April 20, 2024

True Orthodox Diocese of Western Europe

Russian True Orthodox Church (RTOC)

KEEPERS

2 min read

AUTHOR UNKNOWN

Some things you keep.  Like good teeth.  Warm coats.  Bald husbands.  They’re good for you, reliable and practical and so sublime that to throw them away would make the garbage man a thief. So you hang on because something old is sometimes better than something new, and what you know is often better than a stranger.

These are my thoughts.  They make me sound old, old and tame and dull at a time

when everybody else is risky and racy and flashing all that’s new and improved in

their lives.  New careers, new thighs, new lips, new cars.  The world is dizzy with

trade-ins. I could keep track, but I don’t think I want to.

I grew up in the fifties and sixties with practical parents; a mother, God bless
her, who washed aluminum foil after she cooked in it, then reused it.

A father who was happier getting old shoes fixed than buying new ones.

They weren’t poor, my parents, they were just satisfied.  Their marriage was

good, their dreams focused.  Their best friends lived barely a wave away.

I can see them now, Dad in trousers and tee shirt on one of his tractors

and Mom in a house dress, lawn mower in one hand, dishtowel in the other.
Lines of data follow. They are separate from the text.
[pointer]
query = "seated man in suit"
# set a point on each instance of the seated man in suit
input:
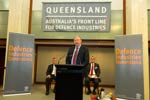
(50, 74)
(92, 74)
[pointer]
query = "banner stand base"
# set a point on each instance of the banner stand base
(16, 94)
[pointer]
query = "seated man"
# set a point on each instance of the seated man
(50, 74)
(92, 74)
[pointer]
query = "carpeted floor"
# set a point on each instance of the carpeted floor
(38, 93)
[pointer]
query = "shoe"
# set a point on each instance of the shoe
(94, 92)
(54, 91)
(47, 93)
(88, 92)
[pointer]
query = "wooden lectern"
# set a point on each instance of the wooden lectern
(69, 82)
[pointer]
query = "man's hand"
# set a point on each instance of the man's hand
(92, 76)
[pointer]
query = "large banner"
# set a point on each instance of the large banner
(129, 67)
(76, 16)
(19, 64)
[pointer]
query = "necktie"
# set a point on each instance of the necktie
(75, 56)
(92, 68)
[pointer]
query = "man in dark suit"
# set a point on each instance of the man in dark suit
(50, 75)
(92, 74)
(78, 54)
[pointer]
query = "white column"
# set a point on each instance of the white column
(137, 22)
(18, 19)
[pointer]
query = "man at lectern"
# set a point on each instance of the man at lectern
(78, 54)
(92, 74)
(50, 75)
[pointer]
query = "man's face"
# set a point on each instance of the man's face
(77, 41)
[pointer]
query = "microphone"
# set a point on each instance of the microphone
(59, 60)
It was a time for fixing things – a curtain rod, the kitchen radio, screen door,

the oven door, the hem in a dress.

Things you keep.  It was a way of life, and sometimes it made me crazy.  All

that re-fixing, reheating, renewing, I wanted just once to be wasteful.
Waste meant affluence. Throwing things away meant there’d always be more.

But then my father died.  I was struck with the pain of learning that sometimes
there isn’t any “more.”  Sometimes what you care about most gets all used up
and goes away, never to return.

So, while you have it, it’s best to love it and care for it and fix it when it’s

broken and heal it when it’s sick.  That’s true for marriage and old cars

and children with bad report cards and dogs with bad hips and aging parents.

You keep them because they’re worth it, because you’re worth it.

Some things you keep.  Like a best friend that moved away or a classmate,
you grew up with.  There are just some things that make life important…
people you know are special…and you KEEP them close!